Вскочил Алешка на коня, подхватил Еким Хорта, поднял осторожно, усадили так, чтобы стрелок торчащих не тревожить. Обхватил Алешка товарища раненого, вцепился в повод, обернулся.
- Ты, как дело сделаешь, сразу в Киев езжай...
Обсказал коротко, как избу Хортову отыскать.
- Ну, - коню говорит, - выручай, друг верный...
Ухмыльнулся Еким словам Алешкиным, а там и рот разинул. Потому как прянул конь с места, - и нет его. Вот только что здесь стоял, даже пыль дорожная опасть не успела, а его и след простыл. Слыхал, случаются на свете белом чудеса, ан одно дело - слыхать, а другое, когда вот прямо тут, перед тобой, было - и нету. Для верности руку протянул, пощупал, не кажется ли? Нет, не кажется. Отдернул руку, обернулся сердито по сторонам, - не видал ли кто, - головой покачал. Слова Алешкины вспомнил, чтоб не удивляться. Да как же тут?.. Ладно, и вправду надобно с делом покончить, а там и в Киев подаваться. Пущай Алешка сам разъяснит, что к чему.
Взвалил Тугоркана поверженного на коня его, повез на холм придорожный...

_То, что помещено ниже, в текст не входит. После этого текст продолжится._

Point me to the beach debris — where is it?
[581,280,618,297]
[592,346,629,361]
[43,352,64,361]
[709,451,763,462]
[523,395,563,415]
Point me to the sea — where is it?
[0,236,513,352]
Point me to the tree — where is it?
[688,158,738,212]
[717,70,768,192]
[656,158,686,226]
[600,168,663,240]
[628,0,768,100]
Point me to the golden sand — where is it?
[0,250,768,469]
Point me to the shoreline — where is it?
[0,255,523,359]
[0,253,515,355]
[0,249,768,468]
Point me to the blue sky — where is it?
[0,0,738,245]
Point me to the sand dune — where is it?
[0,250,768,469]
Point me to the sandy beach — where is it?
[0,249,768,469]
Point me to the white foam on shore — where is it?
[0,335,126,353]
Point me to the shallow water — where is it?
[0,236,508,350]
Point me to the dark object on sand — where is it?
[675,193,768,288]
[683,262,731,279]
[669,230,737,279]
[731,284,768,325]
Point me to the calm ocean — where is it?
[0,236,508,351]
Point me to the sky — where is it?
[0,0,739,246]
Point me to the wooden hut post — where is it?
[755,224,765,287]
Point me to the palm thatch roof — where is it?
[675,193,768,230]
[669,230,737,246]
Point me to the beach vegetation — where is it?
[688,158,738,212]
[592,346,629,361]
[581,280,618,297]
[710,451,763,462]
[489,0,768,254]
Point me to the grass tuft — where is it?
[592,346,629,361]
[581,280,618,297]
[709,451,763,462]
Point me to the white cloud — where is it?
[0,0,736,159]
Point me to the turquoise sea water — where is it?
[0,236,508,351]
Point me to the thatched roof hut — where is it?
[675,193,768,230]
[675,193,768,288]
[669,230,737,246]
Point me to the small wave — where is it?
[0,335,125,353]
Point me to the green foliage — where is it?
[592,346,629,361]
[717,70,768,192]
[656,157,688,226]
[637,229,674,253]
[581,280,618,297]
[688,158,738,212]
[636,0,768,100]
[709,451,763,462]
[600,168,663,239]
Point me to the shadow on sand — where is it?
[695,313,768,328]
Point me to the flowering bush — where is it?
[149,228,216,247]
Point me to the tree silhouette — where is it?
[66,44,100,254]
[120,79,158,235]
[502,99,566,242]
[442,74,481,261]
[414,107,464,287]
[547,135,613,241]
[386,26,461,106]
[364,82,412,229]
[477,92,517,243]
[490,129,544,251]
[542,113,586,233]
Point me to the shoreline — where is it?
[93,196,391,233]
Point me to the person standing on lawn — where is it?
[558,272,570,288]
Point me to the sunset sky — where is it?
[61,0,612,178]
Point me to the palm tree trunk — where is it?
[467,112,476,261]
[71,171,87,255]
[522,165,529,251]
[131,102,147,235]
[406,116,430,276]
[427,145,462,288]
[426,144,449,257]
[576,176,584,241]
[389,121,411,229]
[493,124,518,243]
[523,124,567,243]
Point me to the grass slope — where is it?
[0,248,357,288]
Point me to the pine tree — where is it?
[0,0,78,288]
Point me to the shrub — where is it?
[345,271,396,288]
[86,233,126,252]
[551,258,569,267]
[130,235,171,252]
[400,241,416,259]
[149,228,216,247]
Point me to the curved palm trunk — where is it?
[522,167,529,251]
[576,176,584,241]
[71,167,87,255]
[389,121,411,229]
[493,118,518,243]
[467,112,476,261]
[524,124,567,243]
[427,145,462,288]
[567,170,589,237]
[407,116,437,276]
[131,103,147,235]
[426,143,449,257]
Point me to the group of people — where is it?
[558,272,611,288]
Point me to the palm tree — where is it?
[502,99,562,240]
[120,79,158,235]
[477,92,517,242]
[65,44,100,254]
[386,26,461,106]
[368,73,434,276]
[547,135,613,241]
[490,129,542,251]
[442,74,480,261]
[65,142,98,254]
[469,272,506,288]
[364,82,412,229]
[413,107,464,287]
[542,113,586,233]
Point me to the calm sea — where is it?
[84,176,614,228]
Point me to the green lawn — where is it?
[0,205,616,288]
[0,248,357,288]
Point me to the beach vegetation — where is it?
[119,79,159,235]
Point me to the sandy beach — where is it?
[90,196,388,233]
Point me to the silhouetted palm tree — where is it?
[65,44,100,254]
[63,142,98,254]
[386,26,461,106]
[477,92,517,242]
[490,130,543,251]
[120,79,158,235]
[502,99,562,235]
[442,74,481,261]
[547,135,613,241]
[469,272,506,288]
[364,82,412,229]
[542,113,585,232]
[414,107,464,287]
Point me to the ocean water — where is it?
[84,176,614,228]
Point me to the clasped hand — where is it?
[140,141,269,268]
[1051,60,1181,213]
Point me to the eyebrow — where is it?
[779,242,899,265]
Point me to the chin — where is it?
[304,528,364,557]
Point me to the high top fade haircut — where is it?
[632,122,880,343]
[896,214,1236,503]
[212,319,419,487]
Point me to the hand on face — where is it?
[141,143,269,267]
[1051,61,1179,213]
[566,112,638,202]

Алешка же в один скок возле ворот киевских очутился. Ни по чем ему, что заметит кто, разговоры пойдут, ему главное - товарища спасти. До избы Оглобли мигом домчался, - разметал ли кого по дороге, нет ли, не до того. Торопится. Все ему кажется, Хорт уже и дышать перестал. Крикнул голосом молодецким хозяина, чтоб двери отпирал, соскочил с коня, подхватил Хорта, в избу тащит. Замешкался хозяин чего-то, не открыл дверей, так пнул, что вышиб, товарища прямо в горнице, на стол уложил. В сени вернулся, ухватил Оглоблю за шиворот, - тот оторопевши стоял, - внутрь втащил. Чуть не носом в стрелы торчащие ткнул. Что хочешь делай, но товарища моего выручи. Сам на лавку сел, смотрит. Зыркнул на него Оглобля, выйди, мол, - кулаком погрозил. Присматривать буду, коли помочь чего надо - помогу, а замечу, не так что-то, мигом пришибу. Пискнуть не успеешь, или как там у вас, знахарей, принято...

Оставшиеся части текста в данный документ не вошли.